The building's fire protection system "remains inoperable" and raw sewage in 122-126 Marianna St. is "endangering tenants," according to a city inspection report filed in court.
"The biggest concern is significant fire concerns; they need to be attended to immediately," said city attorney Vincent Phelan.
Phelan said Helen Doss, the Utica, N.Y. woman listed in court records as the building's owner, was served with an order last month to address problems in the building outlined in an Oct. 18 city complaint. District Court Judge Stacy Fortes issued a warrant for Doss' arrest last Thursday after she failed to attend a court hearing on a city failing to abate a private health nuisance complaint.

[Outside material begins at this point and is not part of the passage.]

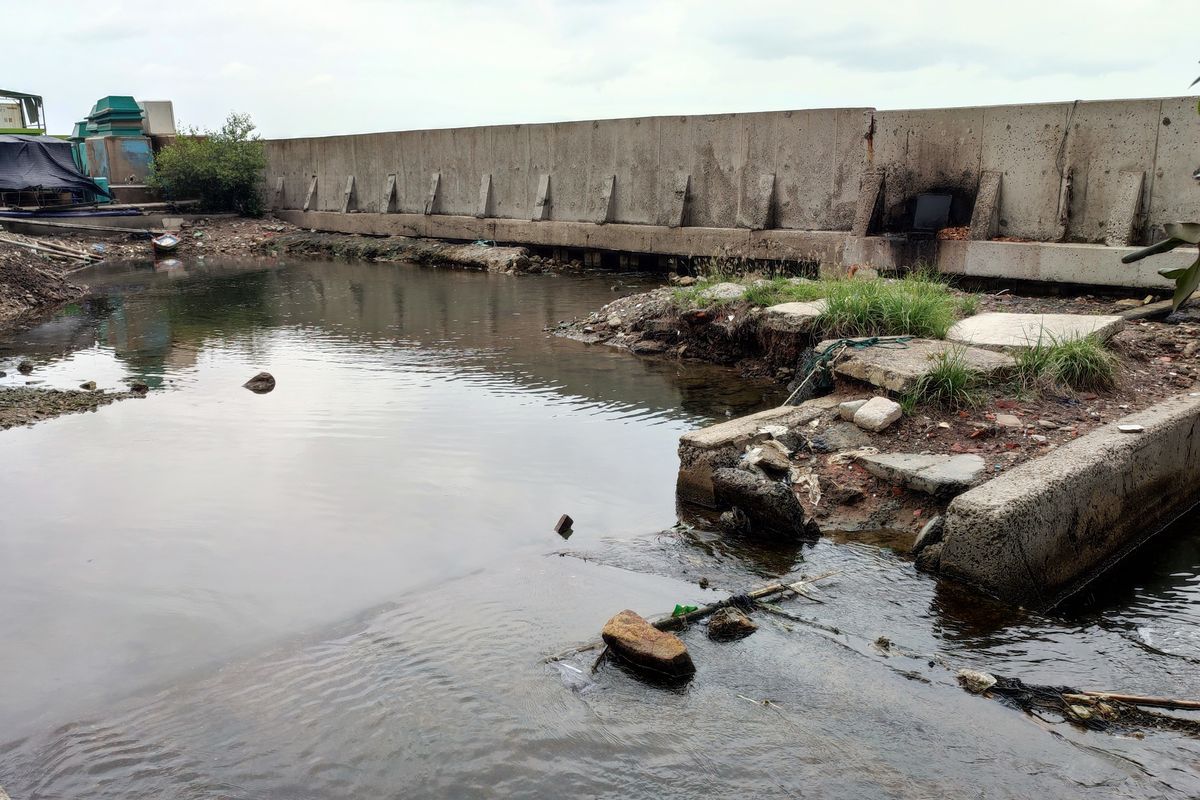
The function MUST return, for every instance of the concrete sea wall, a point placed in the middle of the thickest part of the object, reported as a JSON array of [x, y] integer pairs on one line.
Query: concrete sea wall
[[826, 185]]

"She's ignored orders from the Health Department," Phelan said. Attempts to locate and contact Doss on Monday were unsuccessful, but Phelan said Doss received a copy of the city cleanup order in person last month from city inspector Andrew Young.

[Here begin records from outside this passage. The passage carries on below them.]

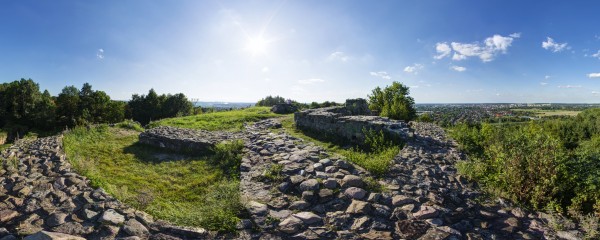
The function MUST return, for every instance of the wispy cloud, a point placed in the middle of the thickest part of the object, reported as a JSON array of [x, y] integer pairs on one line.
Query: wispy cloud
[[381, 74], [486, 51], [594, 75], [338, 56], [570, 86], [100, 54], [415, 68], [458, 68], [553, 46], [310, 81], [443, 49]]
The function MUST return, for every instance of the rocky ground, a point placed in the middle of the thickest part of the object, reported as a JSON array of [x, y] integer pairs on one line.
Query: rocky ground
[[293, 190]]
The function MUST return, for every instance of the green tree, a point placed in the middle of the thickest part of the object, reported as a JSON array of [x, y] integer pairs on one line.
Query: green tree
[[393, 102]]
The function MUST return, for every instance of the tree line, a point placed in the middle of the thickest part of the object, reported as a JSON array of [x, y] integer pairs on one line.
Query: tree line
[[23, 107]]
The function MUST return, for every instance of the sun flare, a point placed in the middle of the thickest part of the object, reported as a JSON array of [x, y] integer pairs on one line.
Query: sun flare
[[257, 45]]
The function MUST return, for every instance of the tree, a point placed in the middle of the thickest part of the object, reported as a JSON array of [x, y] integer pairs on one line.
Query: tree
[[393, 102]]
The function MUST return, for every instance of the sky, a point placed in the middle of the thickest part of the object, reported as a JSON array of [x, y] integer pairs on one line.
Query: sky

City Inspectional Services Department records detail an Oct. 17 complaint about no heat, mice, roaches and "many code issues" in 122-126 Marianna. Inspectors confirmed the complaints that day and a week later when Young outlined 14 violations in a letter listing Doss as the building's trustee.
In addition to raw sewage, the letter noted missing smoke and carbon monoxide detectors, hanging and exposed wires, "excessive rodent feces in basement" and no current certificates of inspection for building apartments.
Code violations carry a $1,000 fine and possible imprisonment, according to Young's letter.
Phelan and Ward 3 City Councilor Darren Cyr said 122-126 Marianna faces foreclosure, and said the building and its owners are well known to the city.
"Every few months I've got to call the Health Department because the neighbors call me. It's a blight on the neighborhood," Cyr said.
He said the city has "several options" for dealing with the building and its problems. The building will be razed if the council passes a demolition order, and the city will take it over and collect rent from the tenants if officials seek court approval to take the property by receivership.